Para asegurarse de que yo la recordaba, me saludó con un gesto de la cabeza. Yo respondí con un sonido a medio camino entre una risa y un jadeo.

—¿Qué pasa? —preguntó Maxon.

—Luego te lo cuento.

Extrañado pero tranquilo, me apretó la mano para darme confianza y volvió a centrar la atención en nuestros visitantes.

—Hemos venido a hablar en son de paz —dijo el hombre—. Vamos desarmados. Sus guardias nos han cacheado. Sé que puede parecer inapropiado pedir un poco de intimidad, pero tenemos cosas de las que tratar con usted que no debería oír nadie más.

—¿Y America? —preguntó Maxon.

—También queremos hablar con ella.

—¿Con qué fin?

—Insisto —dijo el joven, con un tono casi petulante— en estar al menos a cierta distancia de estos hombres, para que no nos oigan. —Y señaló con el brazo el perímetro del salón.

—Si pensáis que podéis hacerle daño…

—Sé que no confía en nosotros, y tiene motivos para ello, pero no tenemos ninguna razón para hacerles daño a ninguno de los dos. Queremos hablar.

Maxon se debatió un minuto.

—Tú —ordenó, dirigiéndose a uno de los guardias—, baja una de las mesas y coloca cuatro sillas alrededor. Y luego apartaos todos; dejad algo de espacio a nuestros visitantes.

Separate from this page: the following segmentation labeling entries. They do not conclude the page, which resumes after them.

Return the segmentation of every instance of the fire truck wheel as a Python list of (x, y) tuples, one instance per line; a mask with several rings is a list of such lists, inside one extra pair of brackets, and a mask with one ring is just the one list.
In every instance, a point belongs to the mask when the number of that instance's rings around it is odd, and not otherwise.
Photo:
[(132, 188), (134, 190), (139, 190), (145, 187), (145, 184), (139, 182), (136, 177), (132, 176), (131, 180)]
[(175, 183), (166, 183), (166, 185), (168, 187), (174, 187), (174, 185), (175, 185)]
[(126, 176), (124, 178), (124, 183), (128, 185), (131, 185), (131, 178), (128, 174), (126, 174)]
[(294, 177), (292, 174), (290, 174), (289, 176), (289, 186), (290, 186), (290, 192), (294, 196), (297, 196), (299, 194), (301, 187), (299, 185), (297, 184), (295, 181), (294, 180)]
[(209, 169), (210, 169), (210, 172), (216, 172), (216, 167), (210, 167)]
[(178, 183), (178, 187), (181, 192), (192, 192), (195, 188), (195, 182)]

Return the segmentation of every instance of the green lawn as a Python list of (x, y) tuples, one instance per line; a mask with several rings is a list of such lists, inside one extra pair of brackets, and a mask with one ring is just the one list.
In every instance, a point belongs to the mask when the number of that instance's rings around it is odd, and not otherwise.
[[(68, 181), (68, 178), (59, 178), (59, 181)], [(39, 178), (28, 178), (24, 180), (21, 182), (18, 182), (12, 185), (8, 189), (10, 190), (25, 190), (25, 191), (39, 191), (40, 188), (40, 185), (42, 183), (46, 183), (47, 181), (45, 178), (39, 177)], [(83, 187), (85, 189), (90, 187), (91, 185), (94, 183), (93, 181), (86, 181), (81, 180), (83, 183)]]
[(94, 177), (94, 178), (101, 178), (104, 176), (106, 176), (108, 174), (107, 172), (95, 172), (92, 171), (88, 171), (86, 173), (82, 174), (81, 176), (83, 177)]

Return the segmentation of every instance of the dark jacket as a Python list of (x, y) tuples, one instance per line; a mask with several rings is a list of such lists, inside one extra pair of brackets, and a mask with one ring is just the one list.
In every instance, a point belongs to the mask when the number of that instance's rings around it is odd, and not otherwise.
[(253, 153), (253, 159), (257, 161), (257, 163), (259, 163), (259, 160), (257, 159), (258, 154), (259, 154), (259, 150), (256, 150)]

Los guardias obedecieron. Durante unos minutos mantuvimos un incómodo silencio.

Cuando por fin bajaron la mesa del montón de la esquina y colocaron dos sillas a cada lado, Maxon indicó con un gesto a la pareja que nos acompañaran hasta allí.

A medida que caminábamos, los guardias se iban echando atrás sin decir palabra, formando un perímetro alrededor del salón y sin apartar los ojos de los dos rebeldes, como si estuvieran listos para abrir fuego en cualquier momento.

Cuando llegamos a la mesa, el hombre tendió la mano.

—¿No cree que deberíamos presentarnos?

Maxon se lo quedó mirando, pero cedió:

—Maxon Schreave, vuestro soberano.

El joven chasqueó la lengua.

—Es un honor, señor.

—¿Y tú quién eres?

—El señor August Illéa, a su servicio.